Professor Scott Hewit’s course pairs Rollins scholars with special needs students
It’s been more than 10 years since Associate Professor of Education Scott Hewit launched Teaching Students with Special Needs, an elective course in Rollins’ Education department. Since then, hundreds of Rollins students have peeled back the layers of what it means to have special needs and what it takes to support them.
“The course is probably the only one of its kind here at Rollins,” Hewit says. “Essentially it’s an introductory course in special education that attracts students from a variety of majors outside of Education, including psychology and sociology.”
Each spring, Hewit works with a group of school administrators and teachers to create classroom placement opportunities that allow students to fulfill the field hours required for the class. “Over the course of the semester, students will spend 20-25 hours in the classroom working with students with different types of disabilities, including physical disabilities, learning disabilities, autism, and behavioral issues,” says Hewit, who has found that teachers are delighted to have his students in their class. “They are happy to have an extra pair of hands in their class.”
Besides working one-on-one with a child, Hewit’s students get the chance to analyze the child’s individualized education plan, often collaborating with teachers to plan activities. “Sometimes they meet the parents and come up with ways to help teachers,” Hewit says.
Each week, Hewit sets aside some time for students to share their experiences in terms of the challenges teachers are facing and what strategies seem to be working. The sharing of this cross-section of experiences helps to further enrich the course.
The placements are a win/win for everyone. “The teachers get the benefit of the student who is interested in working with students with special needs. The children get extra attention and instruction time. And the Rollins student benefits because everything they learn during our campus class transfers to the collaborating school.”
“Because I started working with community engagement long before this course, being a professor for me has always involved engaging the community,” Hewit says. “It is different working on a community engagement course with non-education majors, but they bring different perspectives that are refreshing, and help me broaden the course curriculum to accommodate their various interests, strengths and limitations.”
In recent years, Hewit has done a lot of writing on the notion of inclusive schooling. “There is a lot going on in our schools that is challenging to teachers. More and more children are being identified as having special needs and are being placed in the general classroom. That makes the job of the teacher that much more difficult,” Hewit says. “The extent to which we can expose our students to these challenges can impact the extent to which they can influence services in the future.”
Over the years, Hewit has seen a number of students from this course go on to pursue grad school in special education or a career in an organization that advocates for and supports students with special needs. Even those who don’t go on to pursue this career path report that this is one of the most memorable and influential courses of their Rollins career.

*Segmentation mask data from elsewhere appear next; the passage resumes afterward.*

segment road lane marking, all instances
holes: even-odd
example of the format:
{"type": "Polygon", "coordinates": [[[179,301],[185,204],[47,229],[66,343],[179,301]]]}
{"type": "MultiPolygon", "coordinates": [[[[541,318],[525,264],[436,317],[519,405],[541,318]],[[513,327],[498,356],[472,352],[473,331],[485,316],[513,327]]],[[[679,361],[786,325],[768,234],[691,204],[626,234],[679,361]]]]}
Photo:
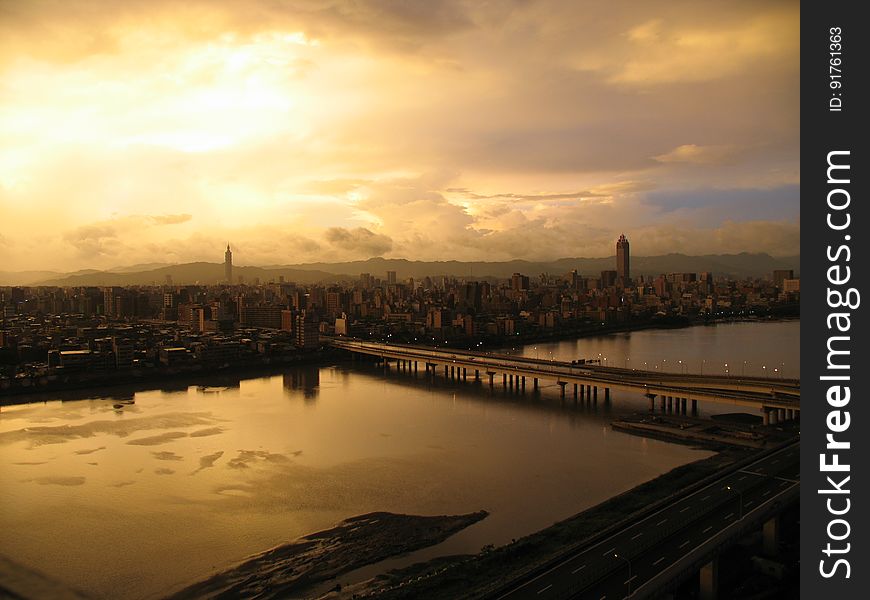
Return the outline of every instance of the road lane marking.
{"type": "Polygon", "coordinates": [[[744,475],[743,477],[740,477],[737,481],[743,481],[744,479],[746,479],[746,475],[744,475]]]}
{"type": "Polygon", "coordinates": [[[613,548],[611,548],[610,550],[608,550],[607,552],[605,552],[605,553],[602,554],[601,556],[607,556],[608,554],[610,554],[610,553],[613,552],[614,550],[616,550],[616,546],[614,546],[613,548]]]}
{"type": "Polygon", "coordinates": [[[680,512],[681,512],[681,513],[684,513],[684,512],[686,512],[687,510],[689,510],[690,508],[692,508],[692,507],[691,507],[691,506],[687,506],[686,508],[681,508],[681,509],[680,509],[680,512]]]}
{"type": "Polygon", "coordinates": [[[763,498],[764,496],[767,496],[769,493],[770,493],[770,490],[767,490],[766,492],[764,492],[763,494],[761,494],[761,497],[763,498]]]}
{"type": "Polygon", "coordinates": [[[652,564],[652,566],[656,566],[657,564],[659,564],[660,562],[662,562],[664,559],[665,559],[665,557],[662,556],[660,559],[658,559],[657,561],[655,561],[655,562],[652,564]]]}
{"type": "Polygon", "coordinates": [[[789,485],[790,483],[791,483],[791,482],[789,482],[789,481],[780,481],[780,482],[779,482],[779,487],[785,487],[785,486],[789,485]]]}
{"type": "Polygon", "coordinates": [[[733,516],[734,516],[734,513],[728,513],[727,515],[725,515],[725,518],[722,519],[722,520],[723,520],[723,521],[727,521],[728,519],[730,519],[730,518],[733,517],[733,516]]]}
{"type": "Polygon", "coordinates": [[[552,584],[552,583],[551,583],[550,585],[548,585],[547,587],[541,589],[541,591],[539,591],[538,593],[539,593],[539,594],[543,594],[544,592],[546,592],[547,590],[549,590],[551,587],[553,587],[553,584],[552,584]]]}
{"type": "Polygon", "coordinates": [[[707,532],[710,531],[711,529],[713,529],[713,526],[712,526],[712,525],[710,525],[707,529],[705,529],[705,530],[702,531],[701,533],[707,533],[707,532]]]}
{"type": "Polygon", "coordinates": [[[607,600],[607,596],[606,595],[601,596],[598,600],[607,600]]]}
{"type": "Polygon", "coordinates": [[[661,524],[664,523],[665,521],[667,521],[667,519],[662,519],[661,521],[659,521],[658,523],[656,523],[656,527],[658,527],[659,525],[661,525],[661,524]]]}
{"type": "Polygon", "coordinates": [[[704,496],[703,498],[701,498],[701,502],[703,502],[704,500],[706,500],[706,499],[709,498],[709,497],[710,497],[710,494],[707,494],[706,496],[704,496]]]}
{"type": "Polygon", "coordinates": [[[636,540],[637,538],[639,538],[639,537],[642,536],[642,535],[643,535],[643,532],[640,532],[640,533],[638,533],[636,536],[634,536],[634,537],[631,538],[631,539],[636,540]]]}
{"type": "Polygon", "coordinates": [[[750,500],[749,502],[746,503],[746,508],[749,508],[753,504],[755,504],[755,500],[750,500]]]}
{"type": "Polygon", "coordinates": [[[683,542],[682,544],[680,544],[680,546],[679,546],[679,547],[680,547],[680,550],[682,550],[683,548],[685,548],[686,546],[688,546],[688,545],[689,545],[689,541],[690,541],[690,540],[686,540],[685,542],[683,542]]]}
{"type": "Polygon", "coordinates": [[[772,461],[770,461],[770,464],[775,465],[775,464],[778,463],[778,462],[779,462],[779,459],[777,458],[776,460],[772,460],[772,461]]]}
{"type": "Polygon", "coordinates": [[[633,580],[635,580],[635,579],[637,579],[637,575],[632,575],[631,577],[629,577],[628,579],[626,579],[625,582],[624,582],[622,585],[628,585],[629,583],[631,583],[631,582],[632,582],[633,580]]]}
{"type": "Polygon", "coordinates": [[[576,575],[577,573],[579,573],[580,571],[582,571],[585,568],[586,568],[586,565],[583,565],[582,567],[577,567],[576,569],[571,571],[571,575],[576,575]]]}

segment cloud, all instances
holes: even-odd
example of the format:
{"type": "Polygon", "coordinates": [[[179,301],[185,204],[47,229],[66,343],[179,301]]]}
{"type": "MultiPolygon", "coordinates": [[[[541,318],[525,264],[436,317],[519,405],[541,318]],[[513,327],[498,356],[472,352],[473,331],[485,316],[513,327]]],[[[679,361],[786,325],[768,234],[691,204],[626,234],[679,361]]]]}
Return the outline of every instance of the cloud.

“I think there are a few reasons this course is so impactful. First, the actual clinical experience component is key. Students are always very excited to have a meaningful participative component that is well planned and coordinated,” he says. But Hewit also finds that the opportunity to begin to deeply understand the world of students with special needs can be quite moving.
“One of the first assignments in the course is to interview someone they know with a disability. It’s designed to help the Rollins students understand what it means to live with a disability,” he says. “These interviews really move them.”
Throughout the semester, students report back their amazement at how talented the teachers are working with these children. But more importantly, Hewit’s students are delighted and impressed by the progress made by children they work with. “Most Rollins students are so used to learning without disabilities. Most have not encountered grave obstacles in their lives. But the more they work with these children, the more they become so proud and impressed and amazed at the perseverance and determination they possess. The experience stays with them a long time; perhaps forever.”